Labeling Apoptotic Cells

Localization of apoptotic cells was determined using an antibody to activated caspase-3 (PharMingen, San Diego, California) (Huppertz et al, 1999; Krajewska et al, 1997). Acetone-fixed, air-dried cell cultures were incubated with activated caspase-3 antibody (1:100) at 37° C for 1 hour. After washing in PBS, cultures were incubated with 1:200 goat anti-rabbit Ig labeled with Alexa 594 (Molecular Probes) and RGE53 directly labeled with Alexa 488 for 1 hour at room temperature.

Immunohistochemistry

Exocrine and neuroendocrine differentiation was analyzed using antibodies for PSA, chromogranin A, and serotonin (DAKO).
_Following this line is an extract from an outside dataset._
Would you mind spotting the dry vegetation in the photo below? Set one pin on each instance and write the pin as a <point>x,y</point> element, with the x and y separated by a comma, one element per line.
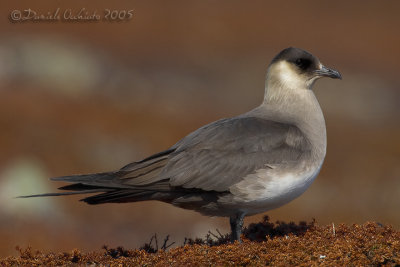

After acetone fixation and pre-incubation with 10% normal swine serum for 30 minutes, slides were incubated with antibodies for PSA (1:250), chromogranin A (1:1000), or serotonin (1:1000) for 1 hour at 37° C. After washing in PBS, the cultures were reacted with swine anti-rabbit Ig labeled with alkaline phosphatase (1:25) for 1 hour at room temperature. Antibodies were visualized after incubation with alkaline phosphatase substrate (Vector Red; Vector Laboratories, Burlingame, California) for 20 minutes and counterstained with hematoxylin.